3. Design and execution
The hacker exploits any weaknesses to insert malicious code into the watering hole site or cloned website. Typically, this involves manipulating web technologies like HTML and JavaScript or using exploit kits that target specific IP addresses. When someone visits the compromised domain, their browser automatically downloads the malicious software.
In the case of drive-by attacks, the hacker capitalises on the implicit trust users have in well-known websites by hiding malware in download buttons or links. When the victim clicks on the link, they inadvertently download the malicious software – often without even realising it.
Remote access trojans (RATs) are a popular choice of malware among cybercriminals, as this grants access to the victim’s computer or systems.
*Image: Supply chain security guidance, National Cybersecurity Centre
How to prevent watering hole attacks
The first step is to familiarise yourself with cybersecurity best practices. Simple measures, like installing reliable antivirus software and upgrading your browser protection, can significantly reduce your cyber risk.
We recommend adopting these four measures, as a minimum.
Stay on top of system updates
Many cyberattacks work by exploiting unpatched vulnerabilities in operating systems, browsers, and software. And watering hole attacks are no different. By installing the latest security updates as soon as they become available, you can plug these gaps before cybercriminals have a chance to use them.
Regularly review and test your security
Many cybercriminals bank on the fact that most people think their antivirus software tackles threats for them. We recommend that you review your security tools, processes, and policies at least once a year to ensure you’re protected against the latest threats.

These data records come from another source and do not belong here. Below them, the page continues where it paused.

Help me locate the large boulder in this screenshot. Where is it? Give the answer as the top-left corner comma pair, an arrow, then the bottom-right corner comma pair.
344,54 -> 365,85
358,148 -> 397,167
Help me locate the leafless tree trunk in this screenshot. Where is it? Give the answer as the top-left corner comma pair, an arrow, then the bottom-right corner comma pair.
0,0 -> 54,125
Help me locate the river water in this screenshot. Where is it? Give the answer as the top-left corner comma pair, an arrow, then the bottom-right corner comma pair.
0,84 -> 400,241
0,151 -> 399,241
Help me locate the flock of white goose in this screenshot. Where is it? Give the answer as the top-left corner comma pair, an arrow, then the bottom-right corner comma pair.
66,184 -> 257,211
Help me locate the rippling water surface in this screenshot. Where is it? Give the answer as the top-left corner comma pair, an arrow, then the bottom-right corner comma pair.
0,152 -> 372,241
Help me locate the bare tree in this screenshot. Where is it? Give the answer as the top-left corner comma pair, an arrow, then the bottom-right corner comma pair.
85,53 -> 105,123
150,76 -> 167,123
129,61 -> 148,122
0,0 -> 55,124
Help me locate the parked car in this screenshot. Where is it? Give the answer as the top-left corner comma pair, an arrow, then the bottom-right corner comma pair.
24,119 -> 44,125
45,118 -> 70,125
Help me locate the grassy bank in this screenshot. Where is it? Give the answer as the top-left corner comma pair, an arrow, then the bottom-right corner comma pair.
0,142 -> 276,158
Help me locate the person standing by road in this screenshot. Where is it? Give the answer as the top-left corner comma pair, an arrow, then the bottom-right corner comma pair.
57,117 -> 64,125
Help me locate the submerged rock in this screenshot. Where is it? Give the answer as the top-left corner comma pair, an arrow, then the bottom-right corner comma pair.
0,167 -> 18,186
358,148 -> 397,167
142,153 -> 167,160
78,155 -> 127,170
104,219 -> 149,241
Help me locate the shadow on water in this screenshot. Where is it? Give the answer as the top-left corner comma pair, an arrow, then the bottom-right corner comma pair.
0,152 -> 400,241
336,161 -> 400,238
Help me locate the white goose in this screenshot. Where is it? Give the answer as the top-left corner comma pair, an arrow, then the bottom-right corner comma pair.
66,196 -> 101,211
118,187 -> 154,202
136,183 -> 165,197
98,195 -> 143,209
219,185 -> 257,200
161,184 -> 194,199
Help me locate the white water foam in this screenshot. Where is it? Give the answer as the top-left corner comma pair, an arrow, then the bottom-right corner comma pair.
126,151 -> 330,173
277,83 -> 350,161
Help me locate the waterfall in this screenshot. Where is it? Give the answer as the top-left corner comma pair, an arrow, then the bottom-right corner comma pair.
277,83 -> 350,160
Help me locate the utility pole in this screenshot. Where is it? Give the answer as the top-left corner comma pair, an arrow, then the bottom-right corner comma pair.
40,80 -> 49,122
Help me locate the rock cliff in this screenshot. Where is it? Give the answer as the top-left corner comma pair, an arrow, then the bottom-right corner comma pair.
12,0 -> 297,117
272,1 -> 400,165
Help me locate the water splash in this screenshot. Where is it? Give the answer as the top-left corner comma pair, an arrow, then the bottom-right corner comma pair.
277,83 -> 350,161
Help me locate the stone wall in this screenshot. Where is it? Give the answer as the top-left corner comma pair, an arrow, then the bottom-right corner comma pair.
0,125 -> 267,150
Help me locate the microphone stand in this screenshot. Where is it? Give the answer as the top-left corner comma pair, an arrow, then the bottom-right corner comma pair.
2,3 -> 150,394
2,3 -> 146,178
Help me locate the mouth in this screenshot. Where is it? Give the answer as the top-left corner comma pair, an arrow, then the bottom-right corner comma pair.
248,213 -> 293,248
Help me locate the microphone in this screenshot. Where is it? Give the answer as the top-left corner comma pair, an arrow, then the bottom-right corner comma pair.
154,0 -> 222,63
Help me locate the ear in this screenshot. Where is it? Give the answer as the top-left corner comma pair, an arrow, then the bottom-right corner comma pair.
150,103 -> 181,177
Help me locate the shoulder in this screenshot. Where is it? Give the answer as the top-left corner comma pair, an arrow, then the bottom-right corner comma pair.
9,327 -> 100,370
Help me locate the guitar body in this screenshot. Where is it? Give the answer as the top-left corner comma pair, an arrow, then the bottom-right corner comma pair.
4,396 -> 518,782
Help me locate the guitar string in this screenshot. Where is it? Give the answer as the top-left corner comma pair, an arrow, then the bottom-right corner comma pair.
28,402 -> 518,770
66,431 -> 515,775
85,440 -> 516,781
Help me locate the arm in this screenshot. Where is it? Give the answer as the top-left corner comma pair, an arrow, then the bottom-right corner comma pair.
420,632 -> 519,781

Educate and train your staff
The cybersecurity landscape is dynamic. Cybercriminals are constantly evolving their tactics and new threats emerge all the time. Then, there’s the human factor. According to Stanford University research, human error causes 85% of data breaches. Run regular training workshops to teach staff to identify suspicious activity, spot potential threats, and respond to cyber-attacks.
Get Cyber Essentials certified
Cyber Essentials is a government-backed scheme that provides a simple framework to help businesses protect against cyber-attacks. It’s separated into five technical controls:
- Secure configuration
- Malware protection
- Network firewalls
- User access controls
- Security update management
Cyber Essentials is a more affordable option than advanced certifications, like ISO 27001. It’s also faster and less intensive, so it’s a good place to start. With the right guidance and support, you can become certified in just three days. This makes it the perfect solution for SMEs.
For more advanced recommendations, read the National Cybersecurity Centre’s (NCSC) 12 principles of supply chain security.
It’s a jungle out there
Watering hole attacks are no longer a niche threat. Forbes named them as one of the top ten cybersecurity threats of 2022, reflecting the increase in supply chain attacks in recent years.
The key thing to remember is that you’re not powerless. By adopting the measures we’ve recommended here, you can minimise your cyber risks and ensure you don’t fall prey to digital predators.